The former publishers of the News of the World have failed in their attempt to overturn the £200,000 defamation victory secured by the Scottish politician Tommy Sheridan a decade ago.
Judges at the court of session in Edinburgh rejected the appeal by News Group Newspapers (NGN) to set aside a 2006 civil jury verdict, which the then leader of the Scottish Socialist party won against the newspaper after it printed allegations about his sex life.
Sheridan was subsequently convicted of perjury in 2010 following a police investigation, and served just over a year of his three-year prison sentence. The former MSP has always denied the allegations and launched an unsuccessful attempt to appeal against his conviction.
NGN had argued in the court of session that the civil verdict was unsafe because of Sheridan’s subsequent perjury conviction, but a written summary of opinion issued on Friday by Lady Paton, Lord Drummond Young and Lord McGhie said the reasoning of the 2006 jury had not been not undermined.

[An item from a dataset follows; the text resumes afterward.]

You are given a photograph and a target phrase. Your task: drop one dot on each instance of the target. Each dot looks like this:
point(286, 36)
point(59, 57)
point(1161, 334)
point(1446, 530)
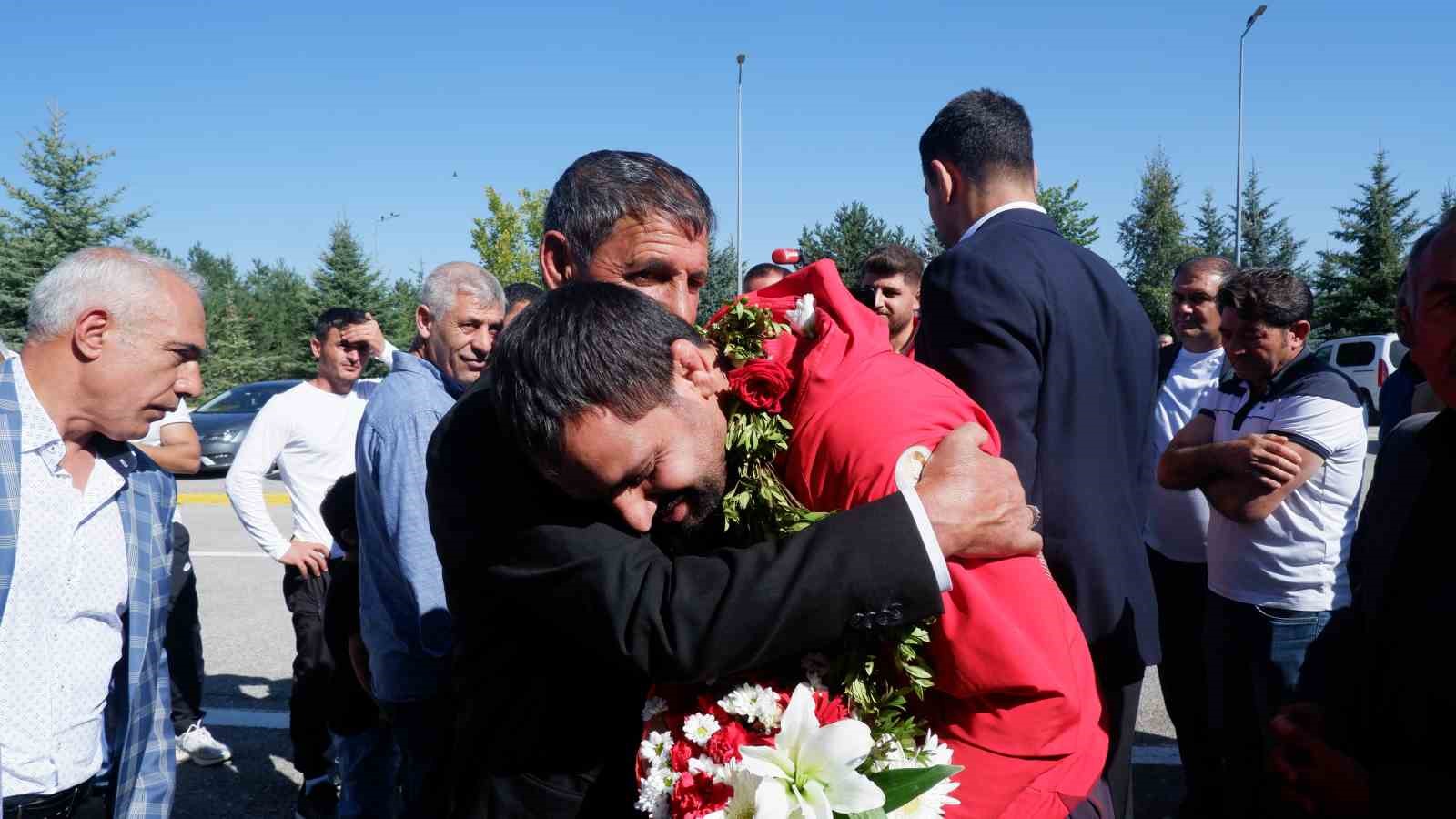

The judgment read: “It was noted that the verdict of a civil jury should be treated with considerable respect. Current social standards were very much a jury question.
“The jurors had heard and seen all the witnesses and the written evidence, and were the judges of the facts, deciding questions of credibility and reliability. The jurors would apply the directions in law given by the trial judge.
“Those directions included an instruction that if the jury found that some (but not all) of the allegations made against Mr Sheridan were proved, they still had to assess whether the unproved and unsubstantiated allegations materially injured Mr Sheridan’s reputation.
“Thus it was open to the jury to disbelieve some of Mr Sheridan’s evidence, to find certain evidence led on behalf of NGN established, yet still to conclude that Mr Sheridan had been defamed. Several lines or routes of reasoning had been open to the civil jury, at least one of which was not undermined by the perjury conviction or by the three new items relied upon by NGN.
“In that context, the court felt that certain material (unproved), which seemed to demonstrate unacceptable and possibly illegal conduct on the part of NGN’s staff, should not be ignored. In the result, the civil jury’s verdict and assessment of damages remain unaltered.”
A spokeswoman for News UK, of which NGN is a part, said: “We are disappointed by today’s outcome of our appeal given Mr Sheridan’s criminal conviction for perjury in giving his evidence to the court in the original libel trial. We are now considering all our options.”
In June 2015, the former editor of the News of the World Andy Coulson was cleared of perjury in the high court in Edinburgh after being charged with lying under oath about his knowledge of phone hacking when he appeared as a witness during Sheridan’s 2010 trial.